More than a decade's worth of studies by military and civilian trauma experts show that simulators – the most hi-tech of which ‘breathe’, ‘bleed’ and are made of artificial human skin, fat and muscle – better equip trainees to treat human traumatic injuries with regard to both skill acquisition and psychological preparedness. A recent study by Israel Defence Forces researchers found that training with simulators increased medical personnel's self-confidence in trauma skills, but training on animals did not.
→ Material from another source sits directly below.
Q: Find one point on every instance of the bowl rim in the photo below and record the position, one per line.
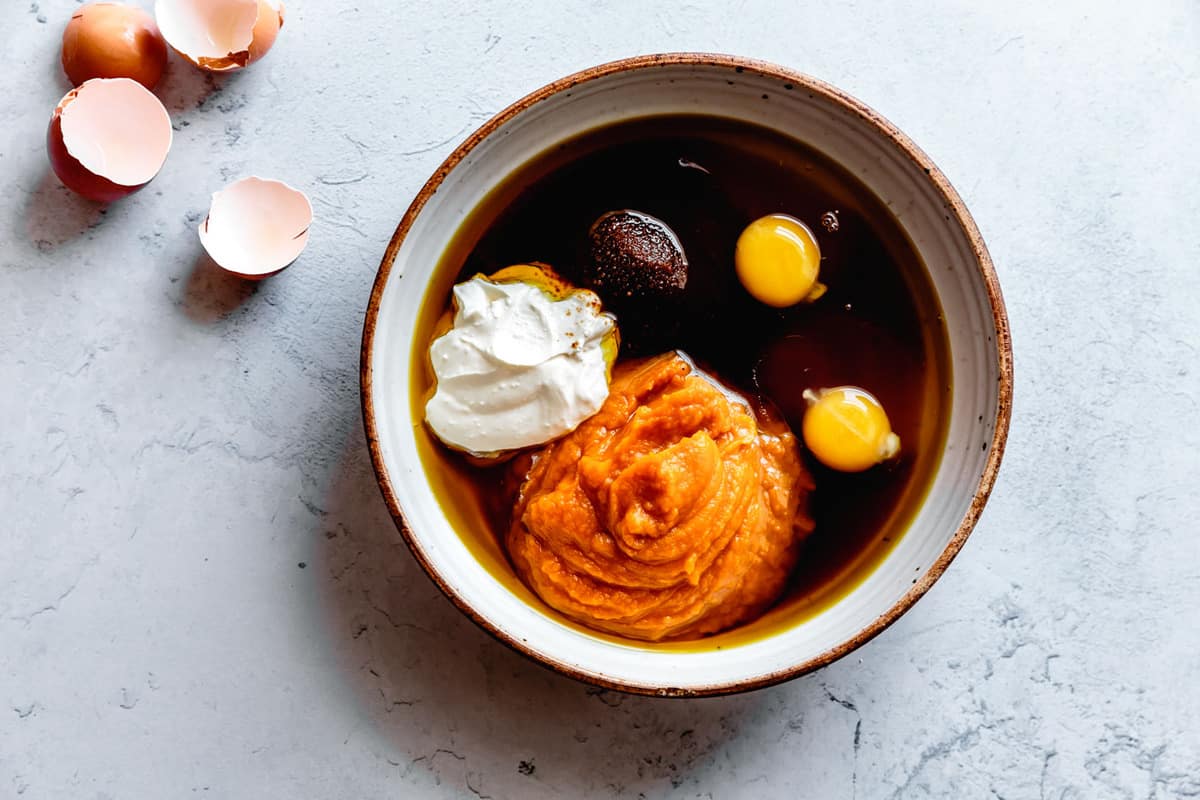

Among other reasons, this is because there are vast differences in biology between humans and pigs, and unlike animals, simulators actually mimic human anatomy and physiology and allow trainees to repeat life-saving procedures until they are confident and proficient. Shooting and blasting animals may desensitise people to violence and suffering, but it doesn't make them better doctors.

The Government claims it wants to replace animals with artificial devices where possible, but the UK is tragically out of step with the majority of our NATO allies and the latest developments in modern medical training techniques.

The UK's Animals (Scientific Procedures) Act, the EU's Directive 2010/63/EU and Denmark's Animal Welfare Act all require that non-animal methods be used to train the military whenever available. The preference for sophisticated non-animal training methods by our military allies around the world suggests that these methods are not only viable replacements but also superior to the use of animals. We say there is no scientific, ethical or legal justification for harming and killing animals in military trauma training exercises, and it's time for the military to end its participation in these inhumane and ill-conceived exercises for the sake of both people and animals.